Pickett got into West Point through being nominated by Lincoln. Pickett was, fyi, the last in his class at West Point, but he was a great general because of his absolute fearlessness, his straight-up integrity, his charm and gaiety.

Lincoln was deeply and profoundly hated by confederate troops. But those troops quickly found out that it was *not* a good idea to say anything bad about Lincoln in Pickett's presence.

Such a strange war. Brother against brother indeed...
posted by dancestoblue at 5:42 AM on July 31, 2016 [3 favorites]


Lincoln took large quantities of a mercury-based medicine called Blue Mass for constipation.
posted by schrodycat at 6:03 AM on July 31, 2016


Abe Lincoln totem pole in Saxman VIllage, Ketchikan, AK.
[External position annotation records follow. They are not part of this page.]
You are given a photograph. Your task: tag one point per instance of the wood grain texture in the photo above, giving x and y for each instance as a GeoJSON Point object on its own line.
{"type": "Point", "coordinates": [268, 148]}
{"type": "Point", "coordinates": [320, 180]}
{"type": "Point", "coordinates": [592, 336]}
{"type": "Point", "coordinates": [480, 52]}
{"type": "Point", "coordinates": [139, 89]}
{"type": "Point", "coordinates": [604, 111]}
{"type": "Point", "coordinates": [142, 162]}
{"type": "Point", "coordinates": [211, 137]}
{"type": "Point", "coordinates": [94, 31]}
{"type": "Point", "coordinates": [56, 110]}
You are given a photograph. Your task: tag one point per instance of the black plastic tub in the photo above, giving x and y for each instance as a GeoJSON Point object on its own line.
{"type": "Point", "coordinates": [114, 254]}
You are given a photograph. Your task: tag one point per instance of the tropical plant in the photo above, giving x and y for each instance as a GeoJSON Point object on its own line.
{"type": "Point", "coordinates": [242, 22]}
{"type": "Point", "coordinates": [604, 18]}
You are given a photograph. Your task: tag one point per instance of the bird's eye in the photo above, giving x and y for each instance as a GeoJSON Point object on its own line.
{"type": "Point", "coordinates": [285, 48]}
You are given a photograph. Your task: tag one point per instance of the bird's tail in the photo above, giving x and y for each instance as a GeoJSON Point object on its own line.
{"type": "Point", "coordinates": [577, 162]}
Explanation from the link: "In 1868 the US Government built a fort on Tongass Island and assigned a revenue cutter named the Lincoln to the area. At the time, the Kagwantan Eagles and the Tongass Ravens were at war. The Eagles drove the Ravens onto a small island with little food and no water. When the Lincoln arrived at the island, the two groups made peace under the shelter of its guns. This pole was carved to commemorate the event. The Tlingit refer to it as the proud raven pole because of the raven at its base. The pole pictured here is a replica; the original is now in the Alaska State Museum in Juneau."

All I remember from the tour was that the carver made Lincoln's legs so short because he was working from a photo, which only showed him from the knees-up.
posted by hopeless romantique at 4:12 PM on July 31, 2016


Booth was shot (against orders) by a soldier two weeks after the assassination.

That soldier, Boston Corbett, was a possibly literal mad hatter-turned-religious zealot who castrated himself prior to the war. Which is sort of WTFish.
posted by Alvy Ampersand at 11:45 AM on August 2, 2016 [1 favorite]


Pickett got into West Point through being nominated by Lincoln.

This was a rumor spread after Pickett's death by his widow as part of her long PR campaign to rehabilitate his (and the Confederacy's) image. Lincoln was not a U.S. Representative (and therefore could not nominate people to the Academy) until 1847, the year after Pickett graduated. Lincoln's law partner John Stuart nominated Pickett.
posted by Etrigan at 7:12 AM on August 9, 2016 [1 favorite]


Robert Lincoln (as mentioned above, at or near the three presidential assassinations that occurred during his lifetime, and also the only member of his family to survive to see the twentieth century) had his life saved by Edwin Booth, J.W.'s brother.

The "Booth mummy" story has fascinated me for awhile, particularly because I lived for a short time in Enid, Oklahoma, where the man who would be Booth died. One of the more interesting things about the story is that the man who promulgated the story, Finis L. Bates, was the grandfather of actress Kathy Bates.